Au milieu des gars qui sifflaient Le Guen en 1997, qui insultaient El Karkouri en 2004, et tous les autres entre temps, du meilleur au moins bon. Au milieu de ceux qui demandaient la démission de Luis, crachaient sur l'un ou l'autre, j'ai toujours tenu. Parce qu'il me restait mon honneur, et parce que je voulais le préserver. Je n'avais plus que ça...
Quand on s'assied et se tait, que nous reste-t-il ?
Mais là, je suis vidé. Ce soir, après ce match, ces buts casquette, notre égalisation, l'espoir de revenir, de remonter... avant de sombrer. De plonger. C'était trop dur ce soir. Humainement, c'était trop dur. Je n'ai pas réussi. Je n'en peux plus.
Je ne cherche pas d'excuse. Je n'ai pas d'excuses. Il ne peut pas y en avoir. Supporter le PSG c'est pas quand ça va bien seulement. C'est pas si on aime le coach seulement. C'est pas que quand on gagne, ou quand ça nous arrange. On n'est pas des enfants gâtés. On a choisi d'être là. Supporter c'est jusqu'au bout, même dans la défaite, même quand l'équipe est nulle. Pour pouvoir dire : « bah au moins j'ai tenu. Moi, j'ai gardé ça, cet honneur là. Ca ne change rien pour les autres, mais pour moi c'est important. Il me reste ça. »
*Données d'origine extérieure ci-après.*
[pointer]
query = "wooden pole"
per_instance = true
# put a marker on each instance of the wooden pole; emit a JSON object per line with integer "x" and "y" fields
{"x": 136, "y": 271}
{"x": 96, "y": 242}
Moi, après cette soirée, il ne me reste rien. Je ne suis plus un supporter. Je n'ai plus rien. Pendant ce temps-là, un supporter est mort... Il ne me reste rien et ça n'a aucune importance comparé à ça. AUCUNE.
Plus rien n'a de sens. Nous souffrons tous. Nous ne comprenons même plus pourquoi. Et ça n'est même pas un cauchemar.